Police and troops reinforced by five helicopter gunships surrounded the house but were prevented from entering by Mr Sarkhi's armed followers, the sources said, adding five police officers and about 40 of Mr Sarkhi's supporters were killed.
The sources said that when security forces managed to break into the house after six hours of clashes, they found Mr Sarkhi had escaped during the battle. Mr Sarkhi's supporters posted on the cleric's website a picture of an Iraqi military Humvee vehicle they said they had destroyed in the battle.
Iraqi PM offers amnesty to some tribes
Iraq's Prime Minister Nouri al-Maliki has offered an amnesty to tribes who fought the government, but excluded those who had "killed and shed blood".

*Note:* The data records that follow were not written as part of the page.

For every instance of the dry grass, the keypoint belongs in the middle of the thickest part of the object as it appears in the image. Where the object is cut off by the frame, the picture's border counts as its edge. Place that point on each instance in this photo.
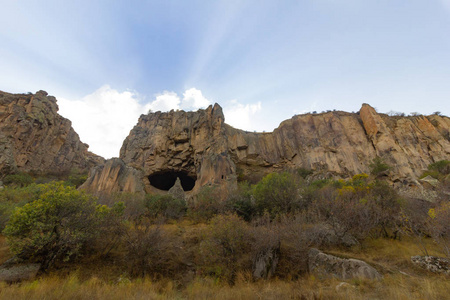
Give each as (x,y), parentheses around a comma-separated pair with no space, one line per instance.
(391,287)
(102,280)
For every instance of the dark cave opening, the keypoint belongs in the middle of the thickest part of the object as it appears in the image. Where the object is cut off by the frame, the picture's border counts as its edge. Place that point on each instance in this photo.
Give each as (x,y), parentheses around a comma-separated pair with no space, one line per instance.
(166,179)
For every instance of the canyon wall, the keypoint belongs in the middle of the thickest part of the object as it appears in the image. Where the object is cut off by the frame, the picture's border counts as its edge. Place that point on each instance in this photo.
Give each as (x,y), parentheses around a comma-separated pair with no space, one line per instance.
(202,150)
(35,138)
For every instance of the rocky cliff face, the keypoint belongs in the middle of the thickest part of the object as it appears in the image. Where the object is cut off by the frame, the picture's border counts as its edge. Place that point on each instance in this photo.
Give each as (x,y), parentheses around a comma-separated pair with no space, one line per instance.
(35,138)
(200,149)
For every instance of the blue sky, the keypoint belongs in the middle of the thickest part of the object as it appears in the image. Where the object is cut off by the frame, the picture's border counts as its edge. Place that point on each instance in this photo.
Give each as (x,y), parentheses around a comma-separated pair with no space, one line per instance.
(262,61)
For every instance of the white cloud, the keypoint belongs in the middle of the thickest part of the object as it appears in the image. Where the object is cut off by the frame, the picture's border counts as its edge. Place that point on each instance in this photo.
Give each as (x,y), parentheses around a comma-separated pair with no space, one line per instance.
(194,99)
(104,118)
(165,102)
(240,116)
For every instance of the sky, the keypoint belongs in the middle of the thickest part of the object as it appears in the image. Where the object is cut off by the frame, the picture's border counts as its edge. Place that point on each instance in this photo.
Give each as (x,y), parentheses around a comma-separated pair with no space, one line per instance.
(107,62)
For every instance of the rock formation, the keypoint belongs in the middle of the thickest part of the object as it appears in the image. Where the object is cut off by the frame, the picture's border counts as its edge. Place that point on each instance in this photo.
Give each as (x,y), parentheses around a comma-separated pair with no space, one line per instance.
(326,265)
(35,138)
(200,149)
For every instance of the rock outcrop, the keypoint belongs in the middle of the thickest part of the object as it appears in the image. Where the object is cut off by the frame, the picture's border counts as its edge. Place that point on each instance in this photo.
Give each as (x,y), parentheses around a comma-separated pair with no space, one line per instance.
(200,149)
(432,263)
(12,273)
(325,265)
(35,138)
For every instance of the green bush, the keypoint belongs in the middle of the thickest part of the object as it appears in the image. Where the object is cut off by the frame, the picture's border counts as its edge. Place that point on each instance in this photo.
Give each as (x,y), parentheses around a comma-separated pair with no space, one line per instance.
(278,193)
(225,249)
(378,166)
(12,197)
(241,203)
(55,227)
(442,166)
(206,205)
(166,206)
(18,180)
(302,172)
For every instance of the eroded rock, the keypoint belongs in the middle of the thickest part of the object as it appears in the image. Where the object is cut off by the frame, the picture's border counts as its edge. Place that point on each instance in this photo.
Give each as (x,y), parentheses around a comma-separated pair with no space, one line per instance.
(35,138)
(199,145)
(265,262)
(326,265)
(18,272)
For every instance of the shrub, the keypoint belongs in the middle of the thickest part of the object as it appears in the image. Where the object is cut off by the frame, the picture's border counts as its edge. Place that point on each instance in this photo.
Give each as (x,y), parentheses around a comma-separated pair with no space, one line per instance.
(225,246)
(152,251)
(278,193)
(55,227)
(206,205)
(18,180)
(12,197)
(240,202)
(302,172)
(442,166)
(384,207)
(378,166)
(166,206)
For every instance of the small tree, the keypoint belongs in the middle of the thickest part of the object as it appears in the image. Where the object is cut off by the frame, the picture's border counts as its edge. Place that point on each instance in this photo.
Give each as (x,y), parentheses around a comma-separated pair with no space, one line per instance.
(55,227)
(278,193)
(166,206)
(378,166)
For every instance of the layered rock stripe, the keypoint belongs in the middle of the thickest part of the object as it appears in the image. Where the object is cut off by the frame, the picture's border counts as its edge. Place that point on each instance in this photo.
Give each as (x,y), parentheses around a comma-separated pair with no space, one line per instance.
(34,138)
(200,147)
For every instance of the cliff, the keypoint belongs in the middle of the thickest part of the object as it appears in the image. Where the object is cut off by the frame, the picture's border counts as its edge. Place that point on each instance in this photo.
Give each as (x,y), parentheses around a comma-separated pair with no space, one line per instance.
(200,149)
(35,138)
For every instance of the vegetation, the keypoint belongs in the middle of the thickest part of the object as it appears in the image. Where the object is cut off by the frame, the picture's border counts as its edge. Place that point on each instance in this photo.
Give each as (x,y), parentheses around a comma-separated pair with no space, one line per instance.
(378,166)
(55,227)
(158,246)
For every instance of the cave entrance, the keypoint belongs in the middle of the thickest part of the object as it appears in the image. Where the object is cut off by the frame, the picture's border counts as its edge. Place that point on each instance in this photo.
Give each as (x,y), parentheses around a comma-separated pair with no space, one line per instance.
(166,179)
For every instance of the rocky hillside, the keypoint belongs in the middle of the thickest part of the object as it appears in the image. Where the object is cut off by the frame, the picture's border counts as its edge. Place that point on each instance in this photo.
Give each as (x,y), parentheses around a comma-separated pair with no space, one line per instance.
(200,149)
(35,138)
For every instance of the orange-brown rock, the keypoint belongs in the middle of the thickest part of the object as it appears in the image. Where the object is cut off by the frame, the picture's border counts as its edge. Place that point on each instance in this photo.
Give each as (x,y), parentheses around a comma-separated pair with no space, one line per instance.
(35,138)
(200,149)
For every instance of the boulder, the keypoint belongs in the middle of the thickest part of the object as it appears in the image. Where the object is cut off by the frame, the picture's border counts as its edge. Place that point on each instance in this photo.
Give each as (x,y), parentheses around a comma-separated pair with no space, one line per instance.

"I announce the offer of the amnesty pardon for all tribes and for all people who were involved in acting against state to return to their sanity, and they are welcome," Mr Maliki said in his weekly televised address.
"We will not exclude anyone except those who killed and shed blood."
Mr Maliki also said that he hoped to overcome the challenges blocking the formation of a new government, a day after the new parliament's first session ended without agreement on top government posts.
"A state of weakness occurred but God willing in the next session (planned for next Tuesday) we will overcome it with cooperation and agreement."
Sunni militants, who have taken over swathes of Iraq, are reported to have told other rebel groups in the region to give up their arms and swear an oath of allegiance to their leader.
The move is part of attempts to consolidate control by the group, ISIS, which is now calling itself the Islamic State.
Mr Maliki has also rejected an assertion by the country's autonomous Kurdish region that its control of disputed territory is here to stay.
"No one has the right to exploit the events that took place to impose a fait accompli, as happened in some of the actions of the Kurdistan region. This is rejected."
He was responding to remarks by regional president Massud Barzani last week that there was no going back on Kurdish rule in the oil-rich northern city of Kirkuk and other towns now defended by Kurdish fighters against Sunni militants.
Kurdish forces moved in to Kirkuk and several other areas when federal forces withdrew in the face of a jihadist-led offensive last month.
Mr Barzani later told the BBC in an interview that Iraq's Kurds will hold an independence referendum within months, telling the broadcaster that the time was right as Iraq was already effectively partitioned.